Yang G Y, Liu X H, Kadoya C, Zhao Y J, Mao Y, Davidson B L, Betz A L
Department of Surgery (Neurosurgery), University of Michigan, Ann Arbor 48109-0532, USA.
J Cereb Blood Flow Metab. 1998 Aug;18(8):840-7. doi: 10.1097/00004647-199808000-00004.
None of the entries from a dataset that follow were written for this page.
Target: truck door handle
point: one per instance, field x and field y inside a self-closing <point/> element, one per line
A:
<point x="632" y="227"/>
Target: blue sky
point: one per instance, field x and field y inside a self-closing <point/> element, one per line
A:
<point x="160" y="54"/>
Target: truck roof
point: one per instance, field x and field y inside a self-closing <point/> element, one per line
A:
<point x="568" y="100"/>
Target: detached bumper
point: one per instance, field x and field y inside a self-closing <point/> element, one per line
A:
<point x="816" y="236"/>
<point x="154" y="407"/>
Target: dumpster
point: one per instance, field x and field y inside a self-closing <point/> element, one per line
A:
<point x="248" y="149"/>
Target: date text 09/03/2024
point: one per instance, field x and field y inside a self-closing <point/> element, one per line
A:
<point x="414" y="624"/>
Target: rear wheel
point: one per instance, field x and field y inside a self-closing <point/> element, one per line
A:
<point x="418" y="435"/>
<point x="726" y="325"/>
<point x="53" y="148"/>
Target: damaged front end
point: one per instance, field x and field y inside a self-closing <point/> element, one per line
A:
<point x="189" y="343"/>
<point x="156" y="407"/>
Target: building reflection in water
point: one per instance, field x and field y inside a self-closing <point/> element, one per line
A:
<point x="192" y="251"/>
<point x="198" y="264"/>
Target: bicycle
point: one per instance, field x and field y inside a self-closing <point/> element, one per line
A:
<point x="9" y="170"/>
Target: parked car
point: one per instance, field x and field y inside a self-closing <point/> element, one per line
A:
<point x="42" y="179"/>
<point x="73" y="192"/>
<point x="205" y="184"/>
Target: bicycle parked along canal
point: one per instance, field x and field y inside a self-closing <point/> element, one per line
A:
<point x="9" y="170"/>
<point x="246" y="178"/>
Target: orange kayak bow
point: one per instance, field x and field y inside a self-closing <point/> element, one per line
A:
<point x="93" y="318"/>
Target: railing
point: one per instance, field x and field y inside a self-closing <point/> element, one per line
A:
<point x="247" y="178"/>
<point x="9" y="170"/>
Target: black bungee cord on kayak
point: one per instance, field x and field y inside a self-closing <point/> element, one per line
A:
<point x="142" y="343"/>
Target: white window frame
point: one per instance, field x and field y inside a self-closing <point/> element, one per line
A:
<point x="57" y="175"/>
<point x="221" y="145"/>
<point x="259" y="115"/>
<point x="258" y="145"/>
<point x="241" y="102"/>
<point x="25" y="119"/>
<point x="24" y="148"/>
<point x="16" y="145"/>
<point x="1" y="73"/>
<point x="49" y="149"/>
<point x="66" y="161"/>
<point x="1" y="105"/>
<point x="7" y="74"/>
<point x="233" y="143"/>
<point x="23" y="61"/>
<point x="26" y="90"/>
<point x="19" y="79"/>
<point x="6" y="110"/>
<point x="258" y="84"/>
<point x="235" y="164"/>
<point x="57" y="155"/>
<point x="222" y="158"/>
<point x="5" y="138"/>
It has been demonstrated that administration of an interleukin-1 receptor antagonist protein (IL-1ra) reduces ischemic brain injury; however, the detrimental mechanism initiated by interleukin-1 (IL-1) in ischemic brain injury is unclear. In this study, we used mice that were transfected to overexpress human IL-1ra to elucidate the role of IL-1 in the activation of the inflammatory response after middle cerebral artery occlusion (MCAO). Myeloperoxidase (MPO) activity and immunohistostaining were used as a marker of polymorphonuclear leukocytes (PMNL) infiltration. Adenoviral vector (1 x 10(9) particles) was administered by injection into the right lateral ventricle in mice. Five days later, MCAO was performed on the mice using a suture technique. Permanent MCAO was achieved for 24 hours in the Ad.RSVIL-1ra-transfected. Ad.RSVlacZ-transfected, and saline (control) mice. Myeloperoxidase activity was quantified in each region and localization of MPO was determined by immunohistochemistry. After 2 hours of MCAO, the surface cerebral blood flow was reduced to 13.5% +/- 3.4%, 10.75% +/- 2.6%, and 10.9% +/- 2.6% of baseline in the ischemic hemisphere in Ad.RSVIL-1ra-transfected, Ad.RSVlacZ-transfected, and saline-treated mice, respectively. The MPO activity in the ischemic hemisphere in the Ad.RSVlacZ group was similar to that in the saline control group (cortex: 0.40 +/- 0.22 versus 0.33 +/- 0.11; basal ganglia: 0.46 +/- 0.23 versus 0.49 +/- 0.17; P > 0.05); however, it was significantly reduced in the Ad.RSVIL-1ra group (cortex: 0.18 +/- 0.07; basal ganglia: 0.26 +/- 0.15; P < 0.05). Myeloperoxidase immunohistochemistry showed that the massive accumulation of MPO-positive cells in the ischemic cortex, striatum, and corpus callosum regions was greatly attenuated in Ad.RSVIL-1ra-transfected mice. Our results indicate that Ad.RSVIL-1ra-transfected mice provide a useful tool to study the mechanism of action of IL-1. The MPO activity assay and immunostaining after 24 hours of focal ischemia were significantly reduced in IL-1ra gene-transfected mice, suggesting that IL-1 may play an important role in the activation of inflammatory cells during focal cerebral ischemia.
已经证明,给予白细胞介素-1受体拮抗剂蛋白(IL-1ra)可减少缺血性脑损伤;然而,白细胞介素-1(IL-1)在缺血性脑损伤中引发的有害机制尚不清楚。在本研究中,我们使用转染以过表达人IL-1ra的小鼠来阐明IL-1在大脑中动脉闭塞(MCAO)后炎症反应激活中的作用。髓过氧化物酶(MPO)活性和免疫组织化学染色被用作多形核白细胞(PMNL)浸润的标志物。通过注射将腺病毒载体(1×10⁹个颗粒)注入小鼠右侧脑室。五天后,使用缝合技术对小鼠进行MCAO。在Ad.RSVIL-1ra转染、Ad.RSVlacZ转染和生理盐水(对照)小鼠中实现永久性MCAO 24小时。对每个区域的髓过氧化物酶活性进行定量,并通过免疫组织化学确定MPO的定位。MCAO 2小时后,Ad.RSVIL-1ra转染、Ad.RSVlacZ转染和生理盐水处理的小鼠缺血半球的表面脑血流量分别降至基线的13.5%±3.4%、10.75%±2.6%和10.9%±2.6%。Ad.RSVlacZ组缺血半球的MPO活性与生理盐水对照组相似(皮质:0.40±0.22对0.33±0.11;基底神经节:0.46±0.23对0.49±0.17;P>0.05);然而,Ad.RSVIL-1ra组的MPO活性显著降低(皮质:0.18±0.07;基底神经节:0.26±0.15;P<0.05)。髓过氧化物酶免疫组织化学显示,在Ad.RSVIL-1ra转染的小鼠中,缺血皮质、纹状体和胼胝体区域中MPO阳性细胞的大量积累大大减弱。我们的结果表明,Ad.RSVIL-1ra转染的小鼠为研究IL-1的作用机制提供了一个有用的工具。局灶性缺血24小时后的MPO活性测定和免疫染色在IL-1ra基因转染的小鼠中显著降低,表明IL-1可能在局灶性脑缺血期间炎症细胞的激活中起重要作用。